Performing $M$ operations takes $\Theta(NM)$ time in the worst case. Again, this results in quadratic behavior if $M$ is proprtional to $N$.

Weighted quick union. Rather than connect(p, q) making the root of p point to the root of q, we instead make the root of the smaller tree point to the root of the larger one. The tree’s size is the number of nodes, not the height of the tree. Results in tree heights of $\lg N$.

• connect: Requires only one change to id, but also requires root finding (worst case $\lg N$ time).
• isConnected (and find): Requires root finding (worst case $\lg N$ time).

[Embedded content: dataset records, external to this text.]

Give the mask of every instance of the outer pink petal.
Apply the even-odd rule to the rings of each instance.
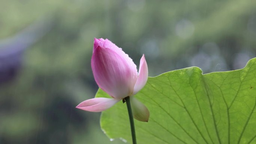
[[[102,38],[100,39],[95,38],[94,45],[94,49],[98,46],[111,49],[124,58],[128,65],[131,71],[132,72],[133,76],[131,78],[130,81],[132,82],[132,85],[134,86],[138,77],[138,71],[137,71],[137,66],[132,61],[132,59],[129,57],[128,55],[126,54],[122,50],[121,48],[118,48],[115,44],[107,39],[106,40],[104,40]]]
[[[149,111],[147,107],[134,96],[130,96],[130,99],[133,117],[140,121],[148,122]]]
[[[111,49],[98,46],[91,64],[97,84],[109,95],[122,99],[132,94],[133,72],[123,57]]]
[[[86,111],[101,112],[112,107],[120,100],[113,98],[94,98],[84,101],[76,107]]]
[[[136,94],[144,87],[147,80],[148,76],[147,65],[143,54],[140,59],[138,77],[133,89],[132,95]]]

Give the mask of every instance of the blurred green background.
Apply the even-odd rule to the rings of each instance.
[[[0,0],[0,144],[123,143],[101,131],[100,113],[75,108],[98,89],[94,38],[109,39],[137,65],[145,54],[150,76],[237,69],[255,56],[255,7],[252,0]]]

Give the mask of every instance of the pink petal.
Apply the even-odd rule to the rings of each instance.
[[[141,102],[134,96],[130,96],[133,117],[137,120],[147,122],[149,118],[149,111]]]
[[[76,107],[86,111],[101,112],[109,108],[120,100],[104,98],[92,98],[81,102]]]
[[[129,57],[128,55],[126,54],[122,50],[121,48],[118,48],[115,44],[107,39],[104,40],[102,38],[100,39],[94,38],[94,50],[98,46],[110,49],[116,52],[118,55],[124,59],[133,75],[133,77],[131,80],[133,81],[134,85],[138,77],[138,71],[136,65],[132,61],[132,59]]]
[[[140,59],[138,77],[134,86],[132,95],[136,94],[144,87],[147,80],[148,76],[147,65],[144,55],[143,55]]]
[[[135,83],[133,72],[124,58],[100,45],[94,51],[91,64],[99,87],[115,98],[131,95]]]

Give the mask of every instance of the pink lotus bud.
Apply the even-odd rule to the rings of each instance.
[[[140,59],[138,73],[132,59],[107,39],[94,39],[91,64],[99,87],[113,99],[95,98],[84,101],[76,107],[83,110],[99,112],[109,108],[126,97],[135,95],[147,80],[147,65],[144,55]],[[147,109],[135,98],[131,99],[134,118],[147,121]]]

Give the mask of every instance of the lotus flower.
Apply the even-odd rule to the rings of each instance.
[[[133,96],[144,86],[147,80],[147,65],[143,55],[138,73],[136,66],[121,48],[107,39],[94,39],[91,64],[93,75],[100,88],[112,98],[94,98],[80,103],[76,108],[101,112],[130,96],[134,117],[147,122],[149,112]]]

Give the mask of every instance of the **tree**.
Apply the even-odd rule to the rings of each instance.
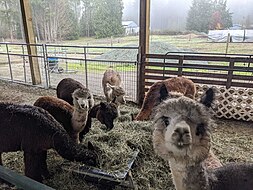
[[[15,0],[0,0],[0,37],[21,38],[19,3]],[[19,30],[17,30],[19,29]]]
[[[123,34],[122,0],[85,0],[82,31],[105,38]]]
[[[188,12],[186,28],[198,32],[223,29],[232,25],[232,14],[226,0],[193,0]]]
[[[39,41],[79,37],[80,0],[32,0],[31,4]]]
[[[232,13],[227,9],[227,1],[219,0],[214,1],[212,19],[210,29],[224,29],[233,25]]]

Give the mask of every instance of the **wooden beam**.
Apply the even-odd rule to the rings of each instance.
[[[0,166],[0,178],[25,190],[54,190],[51,187],[4,168],[3,166]]]
[[[41,76],[39,69],[39,61],[37,56],[37,47],[32,44],[36,44],[33,22],[32,22],[32,11],[30,0],[20,0],[20,7],[22,13],[22,21],[24,26],[24,34],[27,43],[27,51],[29,55],[29,63],[31,69],[31,78],[34,85],[41,84]]]
[[[140,32],[139,32],[139,65],[138,65],[138,104],[143,103],[145,97],[145,62],[146,54],[149,52],[149,33],[150,33],[150,0],[140,0]]]

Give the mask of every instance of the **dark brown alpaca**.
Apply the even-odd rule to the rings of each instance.
[[[135,120],[148,120],[155,106],[161,103],[161,88],[166,86],[168,92],[178,92],[186,97],[195,98],[196,86],[187,78],[174,77],[154,83],[147,92],[141,110]]]
[[[48,175],[46,151],[50,148],[67,160],[97,165],[96,152],[76,144],[44,109],[0,103],[0,115],[0,152],[24,151],[26,176],[41,182]]]
[[[115,101],[115,99],[114,99]],[[97,118],[102,124],[105,124],[108,130],[114,127],[113,121],[119,115],[118,105],[113,102],[100,102],[91,108],[88,114],[88,120],[84,130],[80,133],[80,141],[91,128],[92,118]]]

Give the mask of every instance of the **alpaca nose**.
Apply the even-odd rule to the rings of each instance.
[[[87,109],[87,108],[88,108],[88,105],[87,105],[87,104],[81,104],[81,108]]]
[[[189,144],[190,131],[187,128],[176,128],[172,136],[179,147]]]

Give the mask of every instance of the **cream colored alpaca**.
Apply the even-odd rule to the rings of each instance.
[[[89,109],[94,106],[94,99],[89,89],[79,88],[72,93],[74,111],[71,118],[72,134],[71,136],[79,143],[79,133],[84,129]]]
[[[105,71],[102,86],[107,102],[111,102],[116,98],[116,103],[125,104],[125,90],[122,87],[122,81],[120,74],[113,69],[108,69]]]
[[[252,190],[253,164],[206,168],[214,122],[205,105],[213,93],[209,89],[201,103],[185,96],[165,100],[154,119],[154,150],[169,161],[177,190]]]

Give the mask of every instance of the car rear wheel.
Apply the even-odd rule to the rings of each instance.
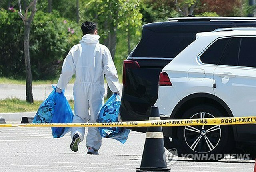
[[[224,112],[209,104],[198,105],[188,109],[183,119],[224,117]],[[232,126],[198,125],[179,127],[178,140],[188,153],[186,156],[198,161],[217,161],[230,153],[234,145]]]

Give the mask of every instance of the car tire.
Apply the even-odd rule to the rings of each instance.
[[[226,117],[216,107],[204,104],[188,108],[182,119]],[[216,161],[229,153],[234,145],[231,125],[193,126],[179,127],[177,137],[188,158],[199,161]]]

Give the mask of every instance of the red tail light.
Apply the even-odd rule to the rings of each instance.
[[[127,60],[124,61],[124,67],[123,68],[123,84],[125,85],[126,81],[126,69],[140,68],[140,66],[139,63],[134,61]]]
[[[169,76],[166,72],[164,72],[160,73],[159,75],[159,85],[162,86],[172,86]]]

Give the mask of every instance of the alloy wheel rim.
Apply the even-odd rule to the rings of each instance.
[[[190,119],[200,118],[203,121],[204,118],[214,117],[209,113],[200,112]],[[214,150],[218,144],[221,137],[221,129],[219,125],[187,126],[184,129],[187,145],[197,153],[206,153]]]

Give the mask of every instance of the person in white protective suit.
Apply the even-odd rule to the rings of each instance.
[[[64,60],[56,91],[61,92],[75,74],[73,123],[96,121],[104,104],[104,74],[111,91],[118,94],[120,91],[116,69],[108,49],[99,43],[96,24],[86,21],[81,27],[84,36],[80,44],[71,48]],[[77,151],[84,134],[84,127],[72,128],[72,150]],[[86,145],[88,154],[99,154],[101,139],[98,127],[89,127]]]

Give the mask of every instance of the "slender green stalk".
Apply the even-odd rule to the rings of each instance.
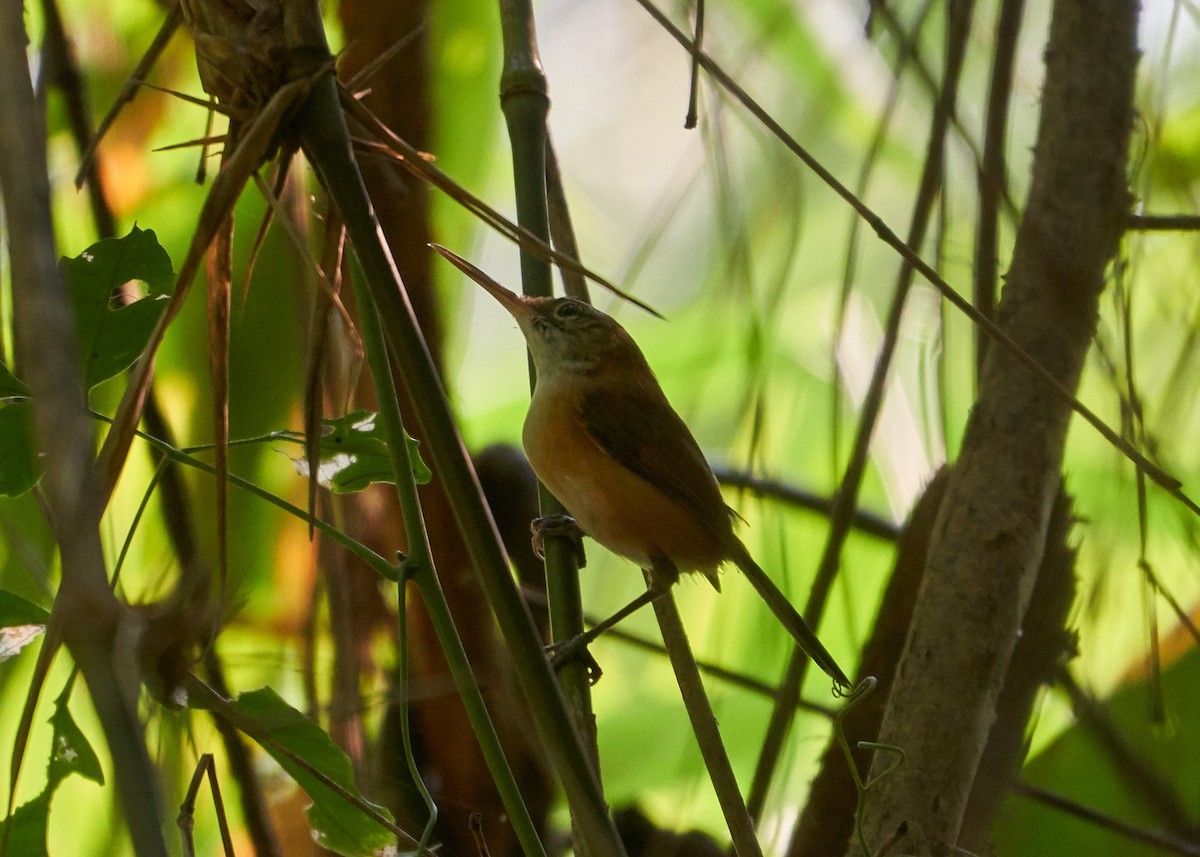
[[[446,604],[445,594],[442,592],[442,583],[438,581],[437,571],[433,567],[433,553],[430,551],[430,537],[425,529],[425,517],[421,515],[421,501],[416,495],[416,480],[413,478],[412,454],[404,438],[404,425],[400,413],[400,400],[396,396],[396,386],[391,377],[391,366],[388,362],[388,347],[384,343],[383,328],[379,324],[379,313],[376,311],[374,300],[362,277],[352,277],[354,282],[354,296],[359,305],[359,329],[362,332],[362,344],[367,354],[367,362],[371,366],[371,376],[376,386],[376,397],[379,400],[379,420],[383,425],[384,435],[388,438],[388,451],[391,454],[392,469],[396,474],[396,496],[400,499],[400,509],[404,516],[404,529],[408,535],[408,557],[404,559],[404,569],[416,583],[421,592],[421,598],[430,612],[433,630],[442,643],[446,663],[450,666],[450,676],[455,687],[462,696],[463,706],[467,708],[467,717],[475,731],[487,769],[492,772],[497,791],[504,802],[504,808],[509,813],[512,829],[517,834],[522,850],[530,857],[545,857],[545,849],[538,838],[538,827],[529,815],[529,809],[521,796],[521,787],[517,785],[509,760],[500,747],[500,738],[496,733],[496,726],[484,705],[484,695],[475,682],[475,676],[470,671],[467,660],[467,651],[462,647],[458,637],[458,629],[455,628],[454,618],[450,616],[450,607]],[[407,581],[401,580],[403,588]],[[403,595],[400,597],[401,610],[404,607]],[[407,641],[401,640],[401,646],[407,647]],[[406,659],[407,660],[407,659]],[[407,708],[407,703],[406,703]],[[412,759],[408,731],[406,730],[406,754]],[[431,825],[436,819],[437,808],[430,798],[425,784],[421,781],[420,772],[415,768],[410,772],[416,783],[421,797],[430,809]],[[424,846],[430,834],[426,827],[425,835],[421,837]]]
[[[578,832],[593,855],[623,855],[624,849],[566,714],[566,703],[551,675],[529,610],[517,592],[499,534],[484,505],[457,424],[450,412],[428,348],[413,316],[395,262],[379,232],[362,176],[354,161],[349,131],[338,108],[332,74],[319,80],[296,116],[301,143],[324,186],[334,197],[354,244],[379,312],[388,346],[416,404],[430,460],[450,498],[463,541],[496,613],[512,659],[517,682],[529,705],[551,765],[562,779]],[[432,603],[431,607],[437,606]],[[433,616],[450,622],[449,615]]]
[[[647,577],[647,583],[649,583],[649,577]],[[721,741],[721,731],[716,726],[716,714],[713,713],[708,694],[704,693],[704,683],[700,678],[700,669],[691,653],[688,633],[683,628],[683,619],[679,618],[674,593],[667,589],[652,604],[654,605],[654,616],[659,621],[659,629],[662,631],[662,641],[667,647],[667,657],[671,659],[671,669],[674,670],[679,693],[683,694],[688,719],[691,720],[691,731],[696,736],[701,756],[704,759],[704,767],[708,769],[708,779],[713,784],[713,791],[716,792],[716,802],[721,805],[721,813],[725,815],[725,826],[733,839],[733,851],[738,857],[762,857],[762,847],[758,845],[754,822],[750,820],[750,813],[742,799],[738,780],[733,775],[733,766],[730,765],[730,756]]]
[[[512,146],[512,176],[516,191],[517,224],[550,241],[550,203],[546,188],[546,115],[550,97],[546,76],[538,56],[533,8],[528,0],[500,0],[500,28],[504,38],[504,71],[500,73],[500,108]],[[527,295],[546,298],[553,293],[550,264],[521,250],[521,287]],[[536,384],[529,364],[530,386]],[[564,515],[566,509],[545,485],[539,484],[541,514]],[[547,538],[546,603],[550,607],[550,635],[556,641],[572,640],[583,633],[583,599],[575,546],[565,537]],[[595,718],[592,713],[592,681],[587,663],[576,658],[558,670],[575,729],[599,773]]]

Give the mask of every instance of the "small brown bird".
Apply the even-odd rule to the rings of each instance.
[[[647,592],[586,639],[665,593],[682,571],[698,571],[720,591],[718,569],[731,562],[800,648],[848,688],[838,663],[734,534],[736,513],[625,329],[571,298],[516,295],[433,246],[524,334],[538,372],[522,433],[534,473],[584,534],[649,571]]]

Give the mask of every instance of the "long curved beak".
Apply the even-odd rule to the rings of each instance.
[[[449,260],[450,264],[482,286],[484,289],[496,298],[496,300],[500,302],[500,306],[512,313],[512,317],[518,322],[528,319],[530,307],[524,298],[504,288],[452,250],[446,250],[440,244],[431,244],[430,246]]]

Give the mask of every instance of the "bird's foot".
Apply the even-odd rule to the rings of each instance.
[[[546,538],[560,537],[571,543],[571,553],[575,556],[575,564],[583,568],[588,564],[587,555],[583,552],[583,531],[570,515],[545,515],[535,517],[529,523],[533,532],[533,552],[540,559],[546,558]]]
[[[588,671],[588,684],[599,682],[604,675],[604,670],[600,669],[600,664],[596,663],[596,659],[588,651],[588,642],[590,642],[588,635],[580,634],[570,640],[559,640],[547,646],[546,657],[550,658],[550,669],[558,672],[564,664],[572,660],[582,660],[583,666]]]

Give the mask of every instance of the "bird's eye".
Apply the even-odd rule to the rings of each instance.
[[[554,307],[554,317],[562,318],[563,320],[578,318],[584,312],[583,305],[577,300],[565,300]]]

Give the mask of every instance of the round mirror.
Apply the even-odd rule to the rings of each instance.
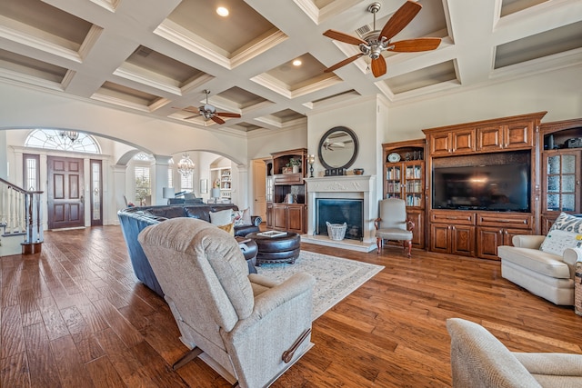
[[[317,150],[326,168],[348,168],[357,156],[357,137],[349,128],[336,126],[321,137]]]

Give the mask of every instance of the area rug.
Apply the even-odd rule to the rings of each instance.
[[[269,279],[283,282],[293,274],[305,272],[316,278],[312,321],[349,295],[372,276],[382,265],[343,259],[341,257],[301,251],[295,264],[264,264],[257,272]]]

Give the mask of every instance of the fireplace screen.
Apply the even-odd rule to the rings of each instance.
[[[316,234],[327,235],[327,225],[347,224],[346,238],[362,241],[364,238],[364,201],[361,199],[316,199]]]

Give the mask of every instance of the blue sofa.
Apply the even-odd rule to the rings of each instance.
[[[117,217],[121,224],[121,230],[127,244],[131,264],[135,273],[135,276],[148,288],[155,291],[158,295],[164,296],[162,288],[154,274],[154,271],[146,257],[146,254],[142,250],[142,246],[137,241],[137,235],[141,231],[149,225],[159,224],[168,218],[176,217],[192,217],[198,218],[206,222],[210,222],[210,213],[219,212],[221,210],[233,209],[238,210],[236,204],[172,204],[172,205],[157,205],[157,206],[141,206],[128,207],[117,212]],[[259,231],[259,225],[263,220],[261,217],[251,216],[251,225],[235,226],[236,236],[246,236],[246,234]],[[253,248],[251,248],[252,251]],[[256,255],[256,245],[254,254]],[[246,253],[246,258],[248,259]],[[249,254],[252,254],[250,252]],[[252,263],[249,262],[249,270],[254,268]]]

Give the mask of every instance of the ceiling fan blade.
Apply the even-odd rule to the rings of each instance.
[[[338,40],[340,42],[348,43],[350,45],[367,45],[367,43],[363,39],[356,38],[356,36],[348,35],[347,34],[344,34],[336,30],[327,30],[324,33],[324,35],[327,36],[328,38]]]
[[[384,36],[387,40],[392,39],[415,18],[421,8],[422,5],[418,3],[407,0],[386,23],[380,32],[380,37]]]
[[[334,70],[337,70],[340,67],[345,66],[346,65],[351,62],[354,62],[355,60],[356,60],[362,55],[364,55],[364,53],[356,54],[354,56],[350,56],[349,58],[344,59],[343,61],[336,63],[333,66],[327,67],[326,70],[324,70],[324,73],[330,73],[330,72],[333,72]]]
[[[372,74],[375,77],[379,77],[386,74],[386,59],[380,55],[376,59],[372,59]]]
[[[398,53],[413,53],[416,51],[429,51],[434,50],[440,45],[440,38],[417,38],[417,39],[406,39],[398,42],[390,43],[389,51],[396,51]]]
[[[216,124],[225,124],[226,123],[226,121],[224,121],[223,119],[221,119],[220,117],[216,116],[216,115],[210,116],[210,119],[212,121],[214,121],[215,123],[216,123]]]
[[[178,108],[176,106],[172,106],[172,109],[177,109],[179,111],[191,112],[193,114],[196,114],[196,112],[198,112],[198,109],[195,108],[194,106],[186,106],[186,108]]]
[[[215,114],[223,117],[240,117],[240,114],[231,114],[229,112],[215,112]]]

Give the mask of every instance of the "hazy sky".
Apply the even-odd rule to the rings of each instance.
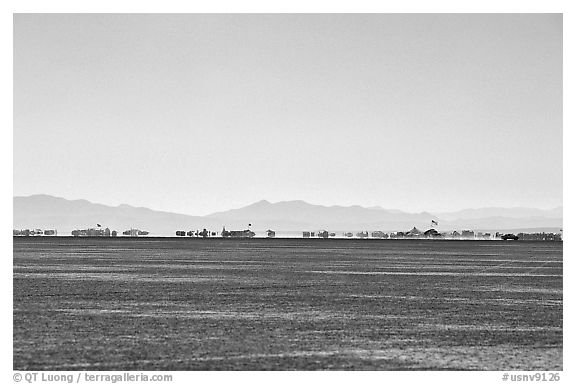
[[[14,195],[562,205],[558,14],[19,14]]]

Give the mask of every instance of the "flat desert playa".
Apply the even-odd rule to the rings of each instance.
[[[562,243],[14,238],[15,370],[562,370]]]

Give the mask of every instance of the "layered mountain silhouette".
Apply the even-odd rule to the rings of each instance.
[[[239,209],[206,216],[191,216],[154,211],[129,205],[117,207],[91,203],[87,200],[66,200],[49,195],[14,197],[13,226],[15,229],[57,229],[69,234],[74,229],[103,227],[122,232],[129,228],[150,231],[151,235],[173,235],[176,230],[207,228],[220,232],[245,229],[252,224],[256,232],[276,231],[361,231],[426,229],[432,220],[439,230],[459,229],[560,229],[562,208],[483,208],[448,213],[407,213],[382,207],[321,206],[304,201],[270,203],[266,200]]]

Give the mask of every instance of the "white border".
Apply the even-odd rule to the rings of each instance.
[[[3,183],[2,193],[2,307],[4,315],[2,321],[2,358],[1,373],[5,380],[12,380],[12,239],[10,230],[12,227],[12,194],[9,190],[12,186],[12,127],[13,127],[13,106],[12,106],[12,14],[13,13],[57,13],[57,12],[80,12],[80,13],[267,13],[267,12],[335,12],[335,13],[362,13],[362,12],[383,12],[383,13],[439,13],[439,12],[499,12],[499,13],[563,13],[564,14],[564,372],[561,372],[561,382],[574,382],[574,369],[570,361],[574,357],[574,284],[570,277],[574,273],[574,225],[573,209],[574,204],[571,196],[574,196],[574,171],[573,146],[574,141],[574,70],[576,67],[574,60],[574,1],[505,1],[505,0],[484,0],[484,1],[395,1],[382,2],[372,0],[354,1],[264,1],[264,0],[219,0],[210,2],[191,1],[72,1],[72,0],[29,0],[29,1],[5,1],[2,2],[1,31],[2,31],[2,51],[4,55],[2,65],[2,140],[0,145],[2,180],[10,180]],[[568,278],[566,278],[568,277]],[[349,382],[351,380],[368,380],[383,382],[383,380],[393,380],[394,382],[442,382],[461,383],[466,380],[469,383],[496,382],[501,383],[499,372],[292,372],[292,373],[267,373],[267,372],[172,372],[175,380],[173,382],[207,382],[213,380],[234,380],[250,383],[268,383],[274,380],[278,383],[292,383],[298,381],[318,381],[330,380]]]

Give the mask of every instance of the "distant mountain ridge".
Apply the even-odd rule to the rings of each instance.
[[[227,229],[244,229],[248,223],[252,223],[252,228],[257,232],[269,228],[276,231],[398,231],[414,226],[426,229],[432,220],[439,222],[439,230],[562,227],[562,207],[551,210],[481,208],[433,214],[358,205],[327,207],[302,200],[278,203],[262,200],[238,209],[192,216],[126,204],[112,207],[49,195],[14,197],[13,207],[15,229],[51,228],[57,229],[60,234],[94,227],[97,223],[119,232],[139,228],[160,236],[172,235],[176,230],[202,228],[220,232],[223,226]]]

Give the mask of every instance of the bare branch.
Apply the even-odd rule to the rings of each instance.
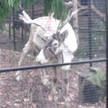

Warning: if the two trees have the same size, the book code has the opposite convention as quick union and sets the root of the second tree to point to the root of the first tree. This isn’t terribly important (you won’t be tested on trivial details like these).

Weighted quick union with path compression. When find is called, every node along the way is made to point at the root. Results in nearly flat trees. Making $M$ calls to union and find with $N$ objects results in no more than $O(M \log^*N)$ array accesses, not counting the creation of the arrays. For any reasonable values of $N$ in this universe that we inhabit, $log^*(N)$ is at most 5. It is possible to derive an even tighter bound, mentioned briefly in class (known as the Ackerman function).

## Example Implementations

You are not responsible for knowing the details of these implementations for exams, but these may help in your understanding of the concepts.

QuickFind

QuickUnion

WeightedQuickUnion

Weighted Quick Union with Path Compression

### C level

1. Problem 2a from Spring 2016 midterm #2.

2. Problem 1d from Spring 2015 midterm #1.

### B level

1. Problem 1 from the Princeton Fall 2011 midterm.
2. Problem 1 from the Princeton Fall 2012 midterm.
3. For the WeightedQuickUnionUF data structure, the runtime of the union and connected operations is $O(\log N)$. Suppose we create a WeightedQuickUnionUF object with N items and then perform $M_U$ and $M_C$ union and connected operations, give the runtime in big O notation. Answer (highlight to see): $O(N + (M_U + M_C) \log N)$, the N is for array creation, and each operation takes $O(\log N)$ time
4. Same as #3, but give an example of a sequence of operations for which the runtime is $O(N + M_U + M_C)$.
5. (From Textbook 1.5.8) Does the following implementation of Quick-Find work? If not, give a counter-example:
 public void connect(int p, int q) {
if (connected(p, q)) return;

// Rename p’s component to q’s name.
for (int i = 0; i &lt; id.length; i++) {
if (id[i] == id[p]) id[i] = id[q];
}
count -= 1;
}

6. Problem 3 from Spring 2017 midterm #2.

7. Problem 2b from Spring 2016 midterm #2.

### A level

1. (From Textbook 1.5.10): In weighted quick-union, suppose that we set id[find(p)] to q instead of id[find(q)]. Would the resulting algorithm be correct?
2. If we’re concerned about tree height, why don’t we use height for deciding tree size instead of weight? What is the worst-case tree height for weighted-quick-union vs. heighted-quick-union? What is the average tree height?

3. Problem 3 from Spring 2018 midterm #2

4. Try writing weighted-quick-union-with-path-compression without looking at the code on the booksite. You may look at the API. Compare your resulting code with the textbook’s code.